If Murphy’s Law didn’t already exist, they would have had to invent it to help explain what has happened to the financial sector over the past six months or so. Over the years there have been many proverbs or sayings predicting the inevitability of disasters.
However, it fell to one Edward Aloysius Murphy Jr. around 1949, whilst working on a series of rocket experiments, to refine it into the Law that bears his name stating that "If there's more than one way to do a job, and one of those ways will result in disaster,
then somebody will do it that way.” Over the subsequent sixty years it has been remodelled through common usage to be closer to “if something can possibly go wrong, it will”. However, what Murphy was keen to promote were the principles of defensive design,
for example that one should always assume worst-case scenarios, rather than simply saying disaster was inevitable. So what practical lessons can we learn from this original version of his law given the current market conditions?
Well, it is not a time to cut corners on
project or programme management, no matter how tempting it is to see this as a prime area for cost reduction and using fewer, less experienced staff. For example, experience is needed to build scenario analysis (including those worst cases) and mitigation
into your risk analysis, and also to follow rigorous issue management and realistic risk based testing regimes for major projects. Take the launch of Terminal 5 as a well publicised example, outside of finance, that shows what can go wrong if this is not done.
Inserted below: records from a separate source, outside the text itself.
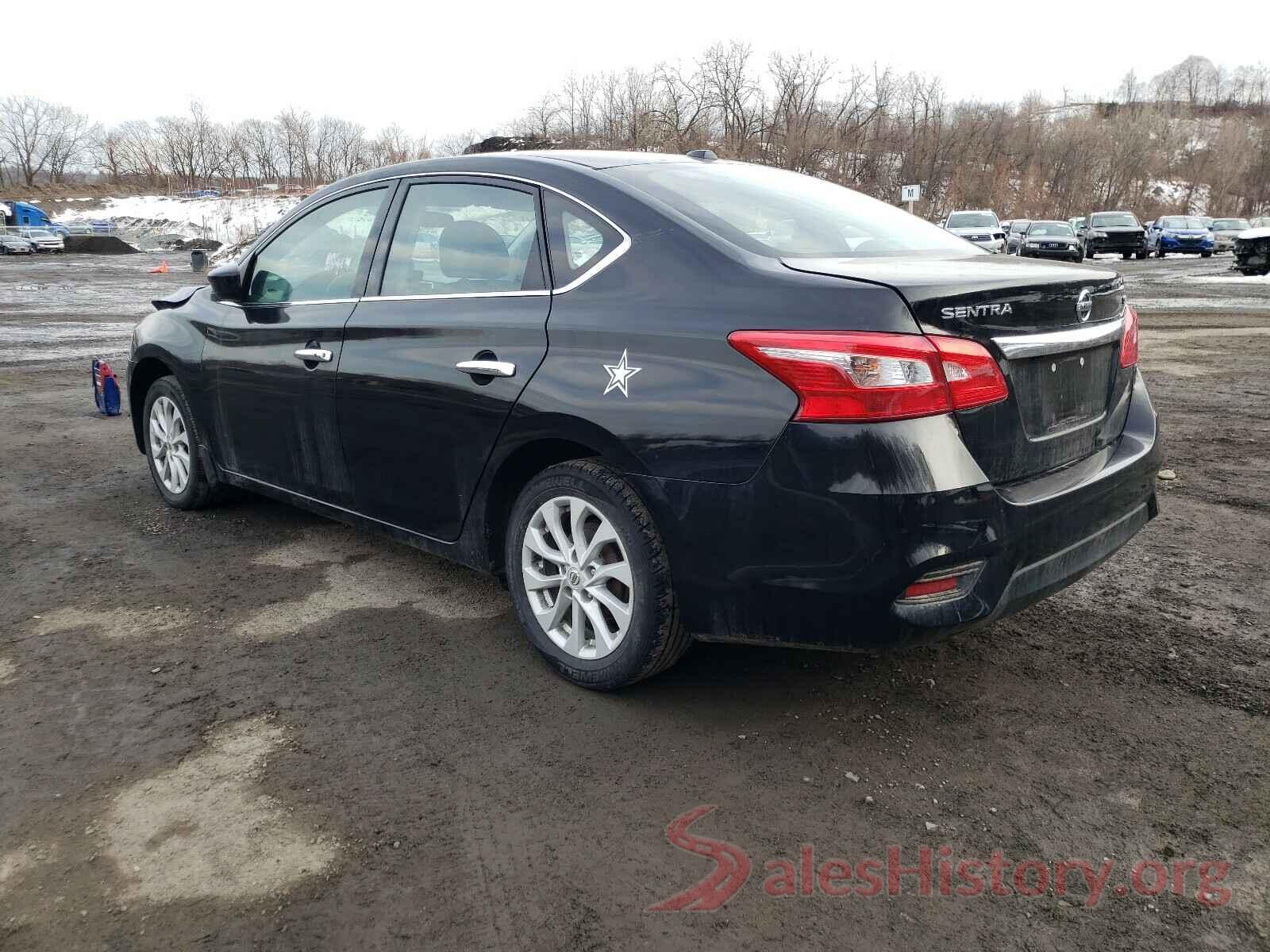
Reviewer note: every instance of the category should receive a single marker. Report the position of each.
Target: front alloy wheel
(169, 444)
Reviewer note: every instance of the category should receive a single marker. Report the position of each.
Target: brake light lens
(1130, 340)
(870, 376)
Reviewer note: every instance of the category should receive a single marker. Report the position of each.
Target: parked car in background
(1253, 251)
(1051, 239)
(1226, 230)
(1179, 234)
(1114, 232)
(13, 244)
(1015, 236)
(664, 397)
(978, 226)
(44, 239)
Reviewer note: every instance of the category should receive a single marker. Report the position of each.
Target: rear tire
(171, 446)
(632, 597)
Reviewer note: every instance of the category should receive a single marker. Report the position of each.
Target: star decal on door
(620, 374)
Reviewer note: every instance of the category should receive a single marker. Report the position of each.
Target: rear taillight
(972, 374)
(1130, 340)
(868, 376)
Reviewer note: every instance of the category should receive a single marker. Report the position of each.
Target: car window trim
(364, 267)
(622, 247)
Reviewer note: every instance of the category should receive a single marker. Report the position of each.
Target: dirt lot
(251, 727)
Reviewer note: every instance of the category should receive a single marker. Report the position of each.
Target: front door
(275, 355)
(435, 361)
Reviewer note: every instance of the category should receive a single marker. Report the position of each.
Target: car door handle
(487, 368)
(314, 353)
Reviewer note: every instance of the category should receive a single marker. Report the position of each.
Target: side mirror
(226, 282)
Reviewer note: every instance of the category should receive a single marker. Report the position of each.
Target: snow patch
(112, 622)
(228, 220)
(205, 829)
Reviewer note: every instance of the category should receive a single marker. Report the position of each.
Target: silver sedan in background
(1226, 230)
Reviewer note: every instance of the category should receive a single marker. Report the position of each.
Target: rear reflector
(1130, 340)
(935, 587)
(943, 584)
(869, 376)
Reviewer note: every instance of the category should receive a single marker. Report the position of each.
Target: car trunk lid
(1054, 330)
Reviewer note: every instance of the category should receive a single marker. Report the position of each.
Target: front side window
(1114, 220)
(318, 258)
(787, 215)
(1049, 228)
(972, 220)
(464, 239)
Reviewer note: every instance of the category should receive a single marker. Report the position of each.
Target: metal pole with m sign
(910, 194)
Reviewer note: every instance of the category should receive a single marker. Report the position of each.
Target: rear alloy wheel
(171, 447)
(590, 578)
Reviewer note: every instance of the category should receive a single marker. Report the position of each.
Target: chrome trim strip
(1060, 342)
(600, 266)
(291, 304)
(474, 294)
(487, 368)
Also build flexibility into your projects as it is also inevitable that the regulatory regime will change during implementation and, let’s face it, most of your projects this year will have a heavy regulatory influence.
So in conclusion, it is better to do fewer projects, but do them well with experienced staff, rather than attempt more projects with cheaper resources. As Murphy tells us, poor project management and design is simply courting disaster.